# Copyright (c) 2003, James Seng. (http://james.seng.cc/)
# This code is released under the Artistic License.
#
# mt-bayesian-1.0.6

+++++++++++++++++++++++++++++++++++
INTRODUCTION
+++++++++++++++++++++++++++++++++++

This plugin will allow you to train your MT to identify spam comments and 
trackback pings using Bayesian filtering technique which is hugely successful
in fighting Email spams. The bayesian algorithm has been modified here to 
carter for the special characteristic of comments and pings.

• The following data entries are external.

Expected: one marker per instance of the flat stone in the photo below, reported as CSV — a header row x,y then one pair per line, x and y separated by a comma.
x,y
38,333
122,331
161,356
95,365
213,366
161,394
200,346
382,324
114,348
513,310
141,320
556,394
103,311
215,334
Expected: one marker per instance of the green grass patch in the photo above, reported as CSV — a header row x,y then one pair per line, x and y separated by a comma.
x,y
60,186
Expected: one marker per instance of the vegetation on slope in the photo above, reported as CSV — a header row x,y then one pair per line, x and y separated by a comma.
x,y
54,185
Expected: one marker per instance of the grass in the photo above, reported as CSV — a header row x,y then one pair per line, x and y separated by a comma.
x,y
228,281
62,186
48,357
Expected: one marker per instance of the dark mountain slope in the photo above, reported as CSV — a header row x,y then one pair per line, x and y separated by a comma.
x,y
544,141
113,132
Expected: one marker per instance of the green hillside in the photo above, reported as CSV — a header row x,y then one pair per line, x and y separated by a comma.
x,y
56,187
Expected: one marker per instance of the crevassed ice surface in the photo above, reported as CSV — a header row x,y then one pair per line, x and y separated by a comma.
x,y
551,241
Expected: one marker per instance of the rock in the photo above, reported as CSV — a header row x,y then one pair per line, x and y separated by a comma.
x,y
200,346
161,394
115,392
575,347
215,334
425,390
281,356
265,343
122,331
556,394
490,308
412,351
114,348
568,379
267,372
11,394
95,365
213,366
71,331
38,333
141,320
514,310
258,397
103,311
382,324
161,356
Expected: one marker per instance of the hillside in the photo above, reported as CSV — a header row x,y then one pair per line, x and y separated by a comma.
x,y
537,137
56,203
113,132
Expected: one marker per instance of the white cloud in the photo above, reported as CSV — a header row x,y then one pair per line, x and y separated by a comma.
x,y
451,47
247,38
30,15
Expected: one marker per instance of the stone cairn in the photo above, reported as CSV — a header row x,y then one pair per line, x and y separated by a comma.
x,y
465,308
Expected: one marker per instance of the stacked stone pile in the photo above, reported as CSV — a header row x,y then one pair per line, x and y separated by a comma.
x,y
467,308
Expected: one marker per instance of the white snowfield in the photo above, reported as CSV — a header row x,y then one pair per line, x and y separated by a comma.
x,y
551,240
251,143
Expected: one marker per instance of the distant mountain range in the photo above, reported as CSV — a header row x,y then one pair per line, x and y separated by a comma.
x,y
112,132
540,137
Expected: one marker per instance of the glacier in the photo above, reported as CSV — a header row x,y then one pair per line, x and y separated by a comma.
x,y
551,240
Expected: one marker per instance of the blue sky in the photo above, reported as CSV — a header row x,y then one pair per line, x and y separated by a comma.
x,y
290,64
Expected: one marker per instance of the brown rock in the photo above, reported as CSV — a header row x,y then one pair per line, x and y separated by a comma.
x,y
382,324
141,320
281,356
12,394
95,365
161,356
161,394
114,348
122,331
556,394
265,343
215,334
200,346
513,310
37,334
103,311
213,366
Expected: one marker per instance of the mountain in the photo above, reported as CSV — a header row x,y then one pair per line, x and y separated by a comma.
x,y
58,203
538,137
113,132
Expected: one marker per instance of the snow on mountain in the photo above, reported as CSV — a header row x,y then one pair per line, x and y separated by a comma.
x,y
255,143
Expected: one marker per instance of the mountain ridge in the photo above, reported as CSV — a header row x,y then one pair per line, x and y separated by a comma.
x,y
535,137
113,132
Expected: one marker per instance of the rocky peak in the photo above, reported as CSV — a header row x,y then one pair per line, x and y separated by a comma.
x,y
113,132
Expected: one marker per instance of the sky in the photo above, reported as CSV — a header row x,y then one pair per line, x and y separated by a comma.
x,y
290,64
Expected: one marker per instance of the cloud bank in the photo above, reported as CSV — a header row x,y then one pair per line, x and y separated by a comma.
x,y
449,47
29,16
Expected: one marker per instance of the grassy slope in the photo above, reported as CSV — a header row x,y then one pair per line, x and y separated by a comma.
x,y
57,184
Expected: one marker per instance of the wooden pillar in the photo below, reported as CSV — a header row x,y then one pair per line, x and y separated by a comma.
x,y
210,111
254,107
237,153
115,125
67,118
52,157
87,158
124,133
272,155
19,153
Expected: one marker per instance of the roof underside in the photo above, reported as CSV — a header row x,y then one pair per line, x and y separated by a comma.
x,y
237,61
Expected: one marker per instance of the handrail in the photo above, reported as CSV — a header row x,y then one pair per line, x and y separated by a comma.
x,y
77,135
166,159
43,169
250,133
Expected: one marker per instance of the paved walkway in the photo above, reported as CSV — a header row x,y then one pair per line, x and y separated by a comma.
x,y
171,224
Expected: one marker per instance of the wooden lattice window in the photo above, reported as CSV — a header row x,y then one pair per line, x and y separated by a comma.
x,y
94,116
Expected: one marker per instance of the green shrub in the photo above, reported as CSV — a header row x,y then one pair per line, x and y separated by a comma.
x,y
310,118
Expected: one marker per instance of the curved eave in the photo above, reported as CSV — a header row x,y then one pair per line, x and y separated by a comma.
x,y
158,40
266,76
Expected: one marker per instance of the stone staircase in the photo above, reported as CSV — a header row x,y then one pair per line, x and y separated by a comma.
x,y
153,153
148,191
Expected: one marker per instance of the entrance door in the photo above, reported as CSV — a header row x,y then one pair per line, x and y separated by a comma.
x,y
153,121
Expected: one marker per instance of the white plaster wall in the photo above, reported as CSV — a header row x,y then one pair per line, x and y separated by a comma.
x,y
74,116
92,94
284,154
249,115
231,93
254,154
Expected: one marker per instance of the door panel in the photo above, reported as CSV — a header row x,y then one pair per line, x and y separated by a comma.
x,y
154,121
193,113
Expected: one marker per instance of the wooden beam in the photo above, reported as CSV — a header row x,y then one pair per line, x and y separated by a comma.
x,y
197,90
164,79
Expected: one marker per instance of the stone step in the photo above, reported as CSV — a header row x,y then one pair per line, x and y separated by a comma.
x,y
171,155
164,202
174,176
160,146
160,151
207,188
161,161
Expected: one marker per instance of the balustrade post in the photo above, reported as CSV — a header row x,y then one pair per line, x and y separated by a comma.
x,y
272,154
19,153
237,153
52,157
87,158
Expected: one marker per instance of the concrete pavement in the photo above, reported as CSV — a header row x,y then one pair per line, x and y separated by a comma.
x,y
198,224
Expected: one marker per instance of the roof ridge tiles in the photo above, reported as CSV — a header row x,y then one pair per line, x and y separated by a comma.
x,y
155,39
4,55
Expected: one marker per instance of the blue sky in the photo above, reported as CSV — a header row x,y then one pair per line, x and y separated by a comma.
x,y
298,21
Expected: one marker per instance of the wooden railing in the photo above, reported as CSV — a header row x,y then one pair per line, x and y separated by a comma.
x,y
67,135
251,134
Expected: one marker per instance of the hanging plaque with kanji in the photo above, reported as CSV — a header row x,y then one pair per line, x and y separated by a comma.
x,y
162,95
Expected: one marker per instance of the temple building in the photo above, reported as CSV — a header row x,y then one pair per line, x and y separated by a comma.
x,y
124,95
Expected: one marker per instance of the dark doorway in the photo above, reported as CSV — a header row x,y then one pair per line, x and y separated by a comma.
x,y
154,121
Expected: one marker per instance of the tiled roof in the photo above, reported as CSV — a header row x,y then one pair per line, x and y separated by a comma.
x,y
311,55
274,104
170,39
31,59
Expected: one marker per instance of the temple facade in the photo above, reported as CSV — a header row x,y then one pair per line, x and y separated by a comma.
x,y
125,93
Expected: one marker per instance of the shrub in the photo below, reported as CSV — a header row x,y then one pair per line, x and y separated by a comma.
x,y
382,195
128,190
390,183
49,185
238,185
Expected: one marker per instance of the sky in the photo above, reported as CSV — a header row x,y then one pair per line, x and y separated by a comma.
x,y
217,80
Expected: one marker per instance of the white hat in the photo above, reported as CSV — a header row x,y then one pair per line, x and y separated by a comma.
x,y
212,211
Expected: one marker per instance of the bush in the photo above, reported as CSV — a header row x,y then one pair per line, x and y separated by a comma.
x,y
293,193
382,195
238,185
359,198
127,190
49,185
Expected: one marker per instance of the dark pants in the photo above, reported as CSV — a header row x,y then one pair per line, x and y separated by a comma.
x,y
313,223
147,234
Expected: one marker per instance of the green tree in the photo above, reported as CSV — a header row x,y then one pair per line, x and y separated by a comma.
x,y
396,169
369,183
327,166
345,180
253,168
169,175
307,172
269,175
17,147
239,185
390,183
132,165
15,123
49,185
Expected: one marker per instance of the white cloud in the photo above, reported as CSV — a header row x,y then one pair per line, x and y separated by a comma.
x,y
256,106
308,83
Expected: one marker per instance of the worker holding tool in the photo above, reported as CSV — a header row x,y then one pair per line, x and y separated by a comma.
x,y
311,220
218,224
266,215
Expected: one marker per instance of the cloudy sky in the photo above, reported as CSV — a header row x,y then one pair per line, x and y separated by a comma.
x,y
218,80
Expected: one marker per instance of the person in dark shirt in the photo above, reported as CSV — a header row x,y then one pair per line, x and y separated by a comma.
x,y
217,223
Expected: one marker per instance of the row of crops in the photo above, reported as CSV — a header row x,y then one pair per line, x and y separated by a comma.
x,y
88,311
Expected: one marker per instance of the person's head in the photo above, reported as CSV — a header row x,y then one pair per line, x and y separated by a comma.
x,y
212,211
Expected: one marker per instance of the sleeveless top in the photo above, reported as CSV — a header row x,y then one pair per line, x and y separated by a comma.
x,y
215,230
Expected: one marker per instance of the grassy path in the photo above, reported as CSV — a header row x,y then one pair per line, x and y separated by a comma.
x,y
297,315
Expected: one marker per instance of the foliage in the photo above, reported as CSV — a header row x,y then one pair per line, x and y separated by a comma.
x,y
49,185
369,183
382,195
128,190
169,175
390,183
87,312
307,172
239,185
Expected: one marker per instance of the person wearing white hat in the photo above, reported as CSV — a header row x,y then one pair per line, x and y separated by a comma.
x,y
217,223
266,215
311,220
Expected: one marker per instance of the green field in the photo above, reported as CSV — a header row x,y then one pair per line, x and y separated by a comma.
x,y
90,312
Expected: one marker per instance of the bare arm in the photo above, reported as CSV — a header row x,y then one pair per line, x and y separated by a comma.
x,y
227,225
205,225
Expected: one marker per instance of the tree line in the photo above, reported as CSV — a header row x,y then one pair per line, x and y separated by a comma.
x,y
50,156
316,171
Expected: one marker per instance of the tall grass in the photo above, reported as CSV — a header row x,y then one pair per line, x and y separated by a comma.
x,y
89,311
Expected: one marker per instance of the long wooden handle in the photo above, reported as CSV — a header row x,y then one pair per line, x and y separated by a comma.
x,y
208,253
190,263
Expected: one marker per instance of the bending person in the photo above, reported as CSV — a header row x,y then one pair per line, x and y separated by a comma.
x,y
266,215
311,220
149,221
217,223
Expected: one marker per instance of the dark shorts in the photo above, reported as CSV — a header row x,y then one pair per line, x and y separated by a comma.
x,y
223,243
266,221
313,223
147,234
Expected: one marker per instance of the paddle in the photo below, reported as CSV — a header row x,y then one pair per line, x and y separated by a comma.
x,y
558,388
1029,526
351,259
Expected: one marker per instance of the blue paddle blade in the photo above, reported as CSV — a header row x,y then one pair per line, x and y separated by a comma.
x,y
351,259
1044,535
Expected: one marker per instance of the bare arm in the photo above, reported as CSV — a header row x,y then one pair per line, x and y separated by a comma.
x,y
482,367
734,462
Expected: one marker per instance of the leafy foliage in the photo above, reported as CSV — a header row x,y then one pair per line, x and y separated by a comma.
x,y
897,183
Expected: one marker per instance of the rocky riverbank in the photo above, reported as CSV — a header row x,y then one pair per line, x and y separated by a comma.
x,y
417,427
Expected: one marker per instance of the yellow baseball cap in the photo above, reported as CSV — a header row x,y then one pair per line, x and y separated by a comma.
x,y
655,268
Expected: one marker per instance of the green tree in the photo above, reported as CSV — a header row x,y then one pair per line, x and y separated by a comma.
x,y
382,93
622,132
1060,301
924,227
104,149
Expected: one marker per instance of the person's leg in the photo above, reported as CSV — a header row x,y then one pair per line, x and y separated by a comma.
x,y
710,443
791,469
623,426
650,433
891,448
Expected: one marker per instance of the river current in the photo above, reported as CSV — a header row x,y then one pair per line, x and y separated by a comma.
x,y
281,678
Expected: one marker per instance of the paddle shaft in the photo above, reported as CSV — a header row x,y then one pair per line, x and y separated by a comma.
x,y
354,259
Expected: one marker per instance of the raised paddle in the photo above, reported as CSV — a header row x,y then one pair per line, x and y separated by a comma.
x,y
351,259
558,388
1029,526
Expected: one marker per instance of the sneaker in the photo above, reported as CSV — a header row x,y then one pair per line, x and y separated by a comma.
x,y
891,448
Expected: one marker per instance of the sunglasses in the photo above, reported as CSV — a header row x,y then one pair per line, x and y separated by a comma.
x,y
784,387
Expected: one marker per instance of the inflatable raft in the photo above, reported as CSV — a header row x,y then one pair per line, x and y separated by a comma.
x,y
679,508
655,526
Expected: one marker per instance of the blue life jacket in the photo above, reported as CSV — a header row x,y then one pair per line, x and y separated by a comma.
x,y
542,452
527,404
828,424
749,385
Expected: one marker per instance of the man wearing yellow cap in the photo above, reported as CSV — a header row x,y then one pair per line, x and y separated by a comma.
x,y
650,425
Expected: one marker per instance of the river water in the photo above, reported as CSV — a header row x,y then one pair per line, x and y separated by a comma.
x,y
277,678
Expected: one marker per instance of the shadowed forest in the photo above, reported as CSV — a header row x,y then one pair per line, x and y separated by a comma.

The system started off dumb but as you train the system, it will become better
in identify spam. Once it is sufficient trained, it will require no or little
maintenance.

To see how this works, check out my blog at http://james.seng.cc/

You can contact me at jseng_at_pobox.org.sg if you have any questions.

['Training' is just a fanciful word. What you are actually doing is 
'blacklisting' and 'whitelisting' comments and pings, except the system 
takes the whole content into consideration (not just IP or host).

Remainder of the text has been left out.